THE NEW INDIAN POLICY

I have tried to state plainly some of the difficulties found so harassing in adjusting the relations of the native and white races in America. While there have been terrible and most un-Christian mistakes in dealing with the Indian (who has always been fully able to appreciate fair play and to resent the lack of it), it is equally true that there has been of late years a serious effort to bring him within the bounds of modern progress, so that he may eventually adapt himself to the general life of the nation. Until recently he himself preferred to remain just outside the borders of civilization, and was commonly assumed to be incapable of advance or change.

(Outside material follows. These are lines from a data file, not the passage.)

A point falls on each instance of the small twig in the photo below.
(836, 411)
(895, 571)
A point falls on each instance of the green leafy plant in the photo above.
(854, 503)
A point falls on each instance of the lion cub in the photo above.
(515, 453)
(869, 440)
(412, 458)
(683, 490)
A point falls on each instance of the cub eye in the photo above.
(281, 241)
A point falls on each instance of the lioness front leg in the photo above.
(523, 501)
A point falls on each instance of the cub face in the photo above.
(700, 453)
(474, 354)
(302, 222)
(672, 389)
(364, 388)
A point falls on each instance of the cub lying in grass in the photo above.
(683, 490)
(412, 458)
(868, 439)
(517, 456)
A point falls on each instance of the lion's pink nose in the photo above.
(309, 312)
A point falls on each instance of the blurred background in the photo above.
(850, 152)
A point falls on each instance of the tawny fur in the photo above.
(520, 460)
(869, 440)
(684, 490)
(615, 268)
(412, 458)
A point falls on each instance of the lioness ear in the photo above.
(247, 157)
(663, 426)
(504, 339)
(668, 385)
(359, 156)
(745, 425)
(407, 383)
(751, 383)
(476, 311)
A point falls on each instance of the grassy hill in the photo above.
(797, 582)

The birth of the new era really dates from Abraham Lincoln's refusal to order the execution of three hundred Sioux braves, whom a military court had, in less than two days, convicted of murder and condemned to be hung, in order to satisfy the clamor of the citizens of Minnesota. They demanded to be avenged for the loss of friends, relatives, and property in the outbreak of 1862, and they forgot that these Sioux had been defrauded of the finest country in the world, their home, their living, and even cheated out of the ten cents per acre agreed to be paid for millions of acres of the choicest land. They had shown their teeth at last, after more than a century of patience and self-control.

The great President personally reviewed the records of the court, and wrote with his own hand the names of the forty Indians who were executed, instead of three hundred originally condemned to die. He was abused and insulted for his humanity. Governor Ramsey of Minnesota appealed to him in vain in the name of the frontier people: that gentle, brave, just President had his way, and many of those whom he pardoned afterward became leaders of the Sioux in walking the white man's road.